IKnomics: how to cause unprecedented price hike

It simply teaches you the various ways of causing price hike — to historic levels. Let’s see these ways one by one

Syed Asif Ali January 16, 2021
The writer is a senior journalist and a Jefferson Fellow. He can be reached at [email protected]

Sorry to say there is no method in this madness called IKnomics. It simply teaches you the various ways of causing price hike — to historic levels. Let’s see these ways one by one.

First and foremost. Devalue your currency as much as you can. Remember the Imran Khan-led government devalued the rupee by 26% to meet one of the conditions to clinch a $6 billion IMF loan deal. The currency devaluation will cause price hike in two definite ways, as follows:

One, it will turn all imported items dearer. Yes, you may have cheaper import substitutes available, like for your kitchen and your bathroom, but there are cases where you cannot do without an imported item like if you fall sick and need to have medicines, if you have to get some fault in your computer fixed, or if you need to buy certain home appliances. By the way, the modern-day must, a smartphone, is also imported. To top it all, much of your industry depends upon imported raw material. Needless to mention that the costlier the raw material the higher the cost of production — and thus pricier the locally-produced goods as well.

Two, lowering the value of your currency — or, letting the dollar climb — will increase your external loans, and thereby your cost of debt servicing i.e. the amount annually returned as interest on loans. But how will this impact a common man’s budget? In fact, a rise in debt-servicing cost means a rise in overall government expenditures. And since, in case of Pakistan, the overall expenditures are already higher than the overall income, a rise in the cost of debt servicing will widen the budget deficit. And this fiscal gap is best plugged by adding to the common man’s tax burden.

And now a second way of taking the prices away from the common man’s reach. Adopt an economic stablisation model because you should always cut your coat according to your cloth. So cut down on your spending. Since non-development expenditures are ‘unavoidable’ and do not offer much squeezing space, you will have to slash your development expenditures. This will slow down the economic activity and curtail jobs — something that will translate into a loss of tax revenue. And who else than the muted masses are the best bet to make up for this loss! So introduce a new tax or increase the rate of an existing one, and darn this fiscal hole.

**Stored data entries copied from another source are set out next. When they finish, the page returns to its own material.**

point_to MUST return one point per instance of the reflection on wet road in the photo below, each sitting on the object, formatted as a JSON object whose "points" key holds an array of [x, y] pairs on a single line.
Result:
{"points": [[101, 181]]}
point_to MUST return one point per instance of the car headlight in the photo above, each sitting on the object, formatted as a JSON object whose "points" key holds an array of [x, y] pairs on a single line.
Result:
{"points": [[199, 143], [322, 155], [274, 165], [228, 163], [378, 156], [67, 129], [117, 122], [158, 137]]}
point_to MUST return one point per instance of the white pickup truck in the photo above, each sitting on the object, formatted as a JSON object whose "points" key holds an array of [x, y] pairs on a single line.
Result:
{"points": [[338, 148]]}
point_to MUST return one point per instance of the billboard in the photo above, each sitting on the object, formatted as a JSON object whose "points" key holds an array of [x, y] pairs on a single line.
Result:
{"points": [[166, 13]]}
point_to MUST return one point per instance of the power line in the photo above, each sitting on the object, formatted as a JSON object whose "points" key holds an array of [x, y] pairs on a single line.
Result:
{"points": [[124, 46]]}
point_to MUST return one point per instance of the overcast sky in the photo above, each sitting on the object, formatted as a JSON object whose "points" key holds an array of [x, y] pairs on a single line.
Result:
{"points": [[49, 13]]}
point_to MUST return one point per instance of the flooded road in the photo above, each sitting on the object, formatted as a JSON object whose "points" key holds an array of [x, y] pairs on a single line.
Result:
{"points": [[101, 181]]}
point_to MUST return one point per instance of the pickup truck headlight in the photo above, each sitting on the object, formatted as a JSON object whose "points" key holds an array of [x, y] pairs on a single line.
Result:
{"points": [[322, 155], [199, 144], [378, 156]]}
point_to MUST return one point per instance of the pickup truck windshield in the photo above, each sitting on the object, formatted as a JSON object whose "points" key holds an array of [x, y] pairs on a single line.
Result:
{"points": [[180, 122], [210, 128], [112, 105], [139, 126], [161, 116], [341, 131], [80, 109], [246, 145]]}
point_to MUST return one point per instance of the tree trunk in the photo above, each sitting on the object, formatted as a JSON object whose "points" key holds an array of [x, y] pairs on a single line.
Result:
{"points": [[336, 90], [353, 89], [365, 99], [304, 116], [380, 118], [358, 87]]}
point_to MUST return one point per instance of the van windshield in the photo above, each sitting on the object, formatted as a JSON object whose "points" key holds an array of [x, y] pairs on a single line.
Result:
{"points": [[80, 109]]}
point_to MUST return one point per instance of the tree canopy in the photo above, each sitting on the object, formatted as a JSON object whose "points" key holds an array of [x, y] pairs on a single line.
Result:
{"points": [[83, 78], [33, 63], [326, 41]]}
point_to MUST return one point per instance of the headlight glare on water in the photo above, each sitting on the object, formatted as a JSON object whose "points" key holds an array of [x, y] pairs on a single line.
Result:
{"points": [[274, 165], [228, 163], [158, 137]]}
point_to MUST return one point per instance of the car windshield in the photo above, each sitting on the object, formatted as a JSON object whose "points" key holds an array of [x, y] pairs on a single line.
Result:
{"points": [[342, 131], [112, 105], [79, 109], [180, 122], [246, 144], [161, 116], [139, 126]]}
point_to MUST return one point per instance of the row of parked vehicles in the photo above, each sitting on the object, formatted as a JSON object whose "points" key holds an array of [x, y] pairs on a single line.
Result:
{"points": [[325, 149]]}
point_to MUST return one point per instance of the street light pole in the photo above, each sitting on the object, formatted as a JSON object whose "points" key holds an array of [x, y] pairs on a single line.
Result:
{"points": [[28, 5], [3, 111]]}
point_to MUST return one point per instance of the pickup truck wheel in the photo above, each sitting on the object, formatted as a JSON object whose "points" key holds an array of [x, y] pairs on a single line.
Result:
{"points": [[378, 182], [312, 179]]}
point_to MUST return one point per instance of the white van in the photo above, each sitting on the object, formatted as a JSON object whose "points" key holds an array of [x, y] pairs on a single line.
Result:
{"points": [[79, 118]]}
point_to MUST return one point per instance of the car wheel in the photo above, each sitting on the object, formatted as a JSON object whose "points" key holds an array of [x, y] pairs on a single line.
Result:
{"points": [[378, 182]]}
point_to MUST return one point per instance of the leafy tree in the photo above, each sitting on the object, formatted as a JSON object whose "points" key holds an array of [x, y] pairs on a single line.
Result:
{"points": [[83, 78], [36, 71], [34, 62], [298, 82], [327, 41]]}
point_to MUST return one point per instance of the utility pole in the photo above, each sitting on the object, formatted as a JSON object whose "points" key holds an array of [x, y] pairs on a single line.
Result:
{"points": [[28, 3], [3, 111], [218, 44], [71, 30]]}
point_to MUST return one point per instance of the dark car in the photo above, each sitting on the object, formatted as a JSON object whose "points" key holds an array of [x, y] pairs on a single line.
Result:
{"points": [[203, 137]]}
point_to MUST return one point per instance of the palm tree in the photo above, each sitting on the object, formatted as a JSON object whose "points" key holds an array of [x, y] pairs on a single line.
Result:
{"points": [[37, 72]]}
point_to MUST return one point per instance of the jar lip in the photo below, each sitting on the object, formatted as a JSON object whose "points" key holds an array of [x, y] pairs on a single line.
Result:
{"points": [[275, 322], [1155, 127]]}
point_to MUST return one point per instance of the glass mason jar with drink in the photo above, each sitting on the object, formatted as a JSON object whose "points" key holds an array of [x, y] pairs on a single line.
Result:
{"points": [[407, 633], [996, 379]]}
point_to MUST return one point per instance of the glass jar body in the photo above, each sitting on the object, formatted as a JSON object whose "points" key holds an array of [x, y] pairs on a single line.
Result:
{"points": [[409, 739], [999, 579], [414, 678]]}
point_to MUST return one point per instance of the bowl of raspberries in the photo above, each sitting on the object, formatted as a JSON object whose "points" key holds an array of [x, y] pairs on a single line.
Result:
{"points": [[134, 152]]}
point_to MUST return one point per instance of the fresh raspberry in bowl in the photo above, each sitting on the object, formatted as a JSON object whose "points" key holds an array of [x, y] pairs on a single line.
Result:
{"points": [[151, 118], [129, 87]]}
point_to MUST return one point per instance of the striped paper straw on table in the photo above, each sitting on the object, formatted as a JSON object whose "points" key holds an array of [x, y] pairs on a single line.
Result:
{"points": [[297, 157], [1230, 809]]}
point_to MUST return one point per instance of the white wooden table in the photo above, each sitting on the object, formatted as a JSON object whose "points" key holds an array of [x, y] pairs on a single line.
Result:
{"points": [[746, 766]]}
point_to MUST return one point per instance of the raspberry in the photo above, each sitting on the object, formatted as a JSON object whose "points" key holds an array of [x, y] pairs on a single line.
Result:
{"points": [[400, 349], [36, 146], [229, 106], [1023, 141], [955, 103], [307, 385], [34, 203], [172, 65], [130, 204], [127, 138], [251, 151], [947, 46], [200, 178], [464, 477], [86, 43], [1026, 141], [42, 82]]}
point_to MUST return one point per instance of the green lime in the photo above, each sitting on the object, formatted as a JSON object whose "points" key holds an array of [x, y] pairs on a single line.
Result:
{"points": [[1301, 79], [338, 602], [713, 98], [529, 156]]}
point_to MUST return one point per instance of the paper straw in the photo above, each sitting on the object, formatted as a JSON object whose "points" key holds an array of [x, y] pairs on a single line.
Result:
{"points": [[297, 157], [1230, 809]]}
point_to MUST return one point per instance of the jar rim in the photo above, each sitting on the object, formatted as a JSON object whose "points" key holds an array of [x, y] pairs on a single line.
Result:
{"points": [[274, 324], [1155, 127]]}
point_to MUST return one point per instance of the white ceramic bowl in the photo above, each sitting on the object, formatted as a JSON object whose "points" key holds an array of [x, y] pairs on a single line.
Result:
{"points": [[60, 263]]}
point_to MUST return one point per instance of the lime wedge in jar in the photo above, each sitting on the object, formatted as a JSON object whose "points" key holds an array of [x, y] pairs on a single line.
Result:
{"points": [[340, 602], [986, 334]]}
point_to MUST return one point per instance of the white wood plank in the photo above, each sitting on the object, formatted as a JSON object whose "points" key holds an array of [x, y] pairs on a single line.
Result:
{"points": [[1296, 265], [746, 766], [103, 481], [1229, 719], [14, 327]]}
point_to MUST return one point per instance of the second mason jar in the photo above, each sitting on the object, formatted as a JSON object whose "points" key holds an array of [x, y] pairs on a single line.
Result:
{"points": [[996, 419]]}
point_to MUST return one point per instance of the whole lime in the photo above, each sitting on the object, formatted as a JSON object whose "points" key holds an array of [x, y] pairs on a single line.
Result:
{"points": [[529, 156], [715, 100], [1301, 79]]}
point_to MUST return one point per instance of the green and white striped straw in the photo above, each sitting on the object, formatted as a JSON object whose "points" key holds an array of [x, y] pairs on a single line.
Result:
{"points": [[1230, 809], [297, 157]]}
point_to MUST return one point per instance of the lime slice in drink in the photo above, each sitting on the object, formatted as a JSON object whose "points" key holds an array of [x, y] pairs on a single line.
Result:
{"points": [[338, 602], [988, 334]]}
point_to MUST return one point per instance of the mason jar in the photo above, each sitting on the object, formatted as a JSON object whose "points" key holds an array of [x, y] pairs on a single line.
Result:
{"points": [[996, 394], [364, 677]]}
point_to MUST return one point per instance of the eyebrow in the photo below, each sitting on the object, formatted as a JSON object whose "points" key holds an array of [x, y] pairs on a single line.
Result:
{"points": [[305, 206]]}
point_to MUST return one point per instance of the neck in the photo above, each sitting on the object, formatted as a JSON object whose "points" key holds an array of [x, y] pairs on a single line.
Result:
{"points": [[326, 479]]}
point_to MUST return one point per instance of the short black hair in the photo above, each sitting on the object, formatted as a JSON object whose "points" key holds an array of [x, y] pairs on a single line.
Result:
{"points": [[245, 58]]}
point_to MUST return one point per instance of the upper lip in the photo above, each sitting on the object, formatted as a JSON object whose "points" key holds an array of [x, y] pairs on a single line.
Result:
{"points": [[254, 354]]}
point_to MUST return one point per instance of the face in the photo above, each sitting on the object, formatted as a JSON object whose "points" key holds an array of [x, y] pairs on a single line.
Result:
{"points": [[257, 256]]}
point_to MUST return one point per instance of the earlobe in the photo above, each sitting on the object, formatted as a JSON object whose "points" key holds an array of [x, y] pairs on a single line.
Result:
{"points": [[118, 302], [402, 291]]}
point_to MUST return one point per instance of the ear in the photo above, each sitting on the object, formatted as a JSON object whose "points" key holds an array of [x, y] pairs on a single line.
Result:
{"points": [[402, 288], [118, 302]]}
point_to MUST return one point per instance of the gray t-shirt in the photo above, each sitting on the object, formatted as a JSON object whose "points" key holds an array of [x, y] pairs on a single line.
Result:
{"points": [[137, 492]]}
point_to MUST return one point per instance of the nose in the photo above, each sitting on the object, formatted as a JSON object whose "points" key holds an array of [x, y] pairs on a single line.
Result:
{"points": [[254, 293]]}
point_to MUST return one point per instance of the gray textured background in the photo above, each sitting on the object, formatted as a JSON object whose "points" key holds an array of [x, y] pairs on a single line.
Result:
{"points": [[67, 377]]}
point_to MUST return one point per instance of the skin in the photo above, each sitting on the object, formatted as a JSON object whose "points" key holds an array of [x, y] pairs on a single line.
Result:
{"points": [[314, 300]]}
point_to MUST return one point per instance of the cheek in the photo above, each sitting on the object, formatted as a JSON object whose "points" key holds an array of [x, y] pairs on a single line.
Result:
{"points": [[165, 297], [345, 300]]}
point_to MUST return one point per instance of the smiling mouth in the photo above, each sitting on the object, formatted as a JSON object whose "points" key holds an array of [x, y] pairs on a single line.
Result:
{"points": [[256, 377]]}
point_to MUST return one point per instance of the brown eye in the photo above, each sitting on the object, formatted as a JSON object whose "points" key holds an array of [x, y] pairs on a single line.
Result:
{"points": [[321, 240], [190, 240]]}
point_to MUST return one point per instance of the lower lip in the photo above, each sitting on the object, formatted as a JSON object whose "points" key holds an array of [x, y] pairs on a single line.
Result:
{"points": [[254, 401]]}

Next comes the SBP’s policy rate. From 6.5% in June 2018, the rate rose to 13.25% under IK — only to start plunging in the Covid times as part of the central bank’s stimulus measures. The high policy rate, maintained during the first 20 months of the current government, means costlier working capital for businessmen — something that pushes the cost of production to wreak havoc with home budgets. The high policy rate also adds to the government’s own cost of debt-servicing on domestic loans.

And if all that is not enough in pursuit of an unprecedented price hike, a few new faces in the cabinet — unaware of market dynamics and the fundamentals of economy — can certainly do the needful. Ministers and advisers, lacking experience, would do little to stop the mafias and cartels from manipulating prices through one trick or the other. The near doubling of the prices of agri commodities — like wheat flour, sugar, ghee and cooking oil — under IK, as well as skyrocketing charges of utilities is a fruit of maladministration that comes from sheer inexperience. Why will then bakery items and the stationery not get pricier? And a visit to a restaurant will not become a more expensive exercise? How would then a barber or a tyre mender — who lives on these many dearer items — stay away from raising his service charges?

To the PTI though, the macroeconomic gains of this price upheaval are unprecedented. Indeed, the current account has hit a surplus right through the first half this fiscal, from an accumulative $18 billion deficit left by the PML-N; and there is a nearly 5% rise in the volume of exports too during this period. But even if the total achievement comes to $20 billion, the figure stands overwhelmed alone by a 26%, or $28 billion, rise in the volume of foreign loans (which stood at $108.2 billion as of July 2018), notwithstanding the added cost of debt-servicing. The huge hit taken by the common man in term of additional taxes is on top of that. The balance sheet bares it all.

Published in The Express Tribune, January 17th, 2021.